At 32, and still as slender as he was when he sped to a fourth successive European indoor 60m title in Birmingham last March, Gardener could hardly be described as an old-timer – certainly not in the class of the Private Godfrey character portrayed in Dad's Army by another celebrated old boy of Beechen Cliff School in Bath, the late Arnold Ridley. It is typical of the self-effacing, thoroughly decent individual that he happens to be, though, that he fears he might sound like some kind of bitter veteran. He has every reason to be so, but he also has reason to be proud of the respectful glances that are shot in his direction as he quietly goes about his daily business in his beautiful, beloved home city.
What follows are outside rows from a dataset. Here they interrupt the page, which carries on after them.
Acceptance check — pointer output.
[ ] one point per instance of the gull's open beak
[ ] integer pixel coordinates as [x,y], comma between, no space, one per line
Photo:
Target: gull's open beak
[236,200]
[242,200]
For all the medals and the prize money that Chambers, Gatlin and the rest of the drugged-up cheats claimed at his expense, Gardener has something more precious to show for the sporting life he spent not just as the speeding Bath Bullet but also as the graceful, smooth-striding Clean Machine. Fittingly, he also has the ultimate prize: the Olympic gold medal he earned as the lead-off man in Britain's victorious 4 x 100m relay team at the Athens Olympics four years ago. He can show that with genuine pride to his wife, Nancy, and their two children, Molly, three, and Harry, 11 months. Unlike Chambers and the rest, Gardener can also put his head on the pillow at night with the cleanest of consciences.

"I'm so happy that I made the right decisions in my career," he reflects. "I had good people around me with good principles: my coaches, Dave Lease and Malcolm Arnold – people who have invested time in young people in the right way, and helped me go down a path that was the correct way.
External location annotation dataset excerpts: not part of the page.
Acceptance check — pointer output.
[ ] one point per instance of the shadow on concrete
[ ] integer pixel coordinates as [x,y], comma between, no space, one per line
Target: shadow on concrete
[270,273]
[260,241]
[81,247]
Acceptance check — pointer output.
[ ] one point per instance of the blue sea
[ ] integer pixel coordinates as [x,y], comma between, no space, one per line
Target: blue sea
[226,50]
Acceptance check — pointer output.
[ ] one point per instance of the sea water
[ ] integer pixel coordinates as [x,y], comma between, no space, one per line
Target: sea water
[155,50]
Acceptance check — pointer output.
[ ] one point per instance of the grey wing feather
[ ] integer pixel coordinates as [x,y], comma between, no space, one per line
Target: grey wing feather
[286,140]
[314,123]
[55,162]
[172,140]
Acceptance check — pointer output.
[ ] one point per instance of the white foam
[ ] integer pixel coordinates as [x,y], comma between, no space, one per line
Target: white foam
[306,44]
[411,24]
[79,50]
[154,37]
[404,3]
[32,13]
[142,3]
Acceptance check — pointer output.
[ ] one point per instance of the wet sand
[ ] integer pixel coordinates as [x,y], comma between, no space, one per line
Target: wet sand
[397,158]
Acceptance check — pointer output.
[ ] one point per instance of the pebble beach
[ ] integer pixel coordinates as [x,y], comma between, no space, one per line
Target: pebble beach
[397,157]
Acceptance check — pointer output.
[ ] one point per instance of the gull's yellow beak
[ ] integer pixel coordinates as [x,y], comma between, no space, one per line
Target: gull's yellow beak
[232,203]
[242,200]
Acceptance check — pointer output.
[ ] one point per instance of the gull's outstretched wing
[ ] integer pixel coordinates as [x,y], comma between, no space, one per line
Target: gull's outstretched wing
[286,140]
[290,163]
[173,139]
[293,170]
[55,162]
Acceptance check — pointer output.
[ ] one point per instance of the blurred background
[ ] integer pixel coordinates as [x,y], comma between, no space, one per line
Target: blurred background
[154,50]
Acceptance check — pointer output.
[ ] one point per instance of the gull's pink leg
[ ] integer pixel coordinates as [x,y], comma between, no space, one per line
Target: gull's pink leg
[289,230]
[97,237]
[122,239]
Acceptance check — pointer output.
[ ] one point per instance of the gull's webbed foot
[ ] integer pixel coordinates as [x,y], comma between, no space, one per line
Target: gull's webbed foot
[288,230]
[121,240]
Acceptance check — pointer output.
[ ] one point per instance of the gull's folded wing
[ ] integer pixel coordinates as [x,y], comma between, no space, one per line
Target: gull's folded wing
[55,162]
"The good message to come from it, which I can say to the kids, is that it is possible. It's hard, and it'll be harder if you're going to be competing against people who take drugs. But it is possible to still end up with the best prize in sport because I have done it. That's a real, strong message, I guess, for me to portray to them – if you look at the parallels of my life and Dwain's, especially if you look where he was. He had Dwain's World. He had the world at his feet.

"And I'm sure before he went down the route that he took, Dwain could have been the best sprinter in the world. Who knows? Maybe he was the best sprinter in the world when he was clean. But who knows where my 9.98sec truly ranked me?"

Technically, the 9.98sec that Gardener clocked for 100m in Lausanne in 1999 ranks him third in the UK all-time list for the event. But then the two names above his – those of Linford Christie (9.87sec) and Chambers (9.97) – are both accompanied by asterisks, the lingering stain of having registered a failed drugs test.

"Thank you very much," Gardener says, a little surprised, it seems, but genuinely grateful that the list and the black marks upon it happen to be mentioned.

"I think to most people I'm the British No 1, because my career is not tarnished with that brush. You're not the first to mention that. Many people in the sport have reinforced that message and I'm very proud of that."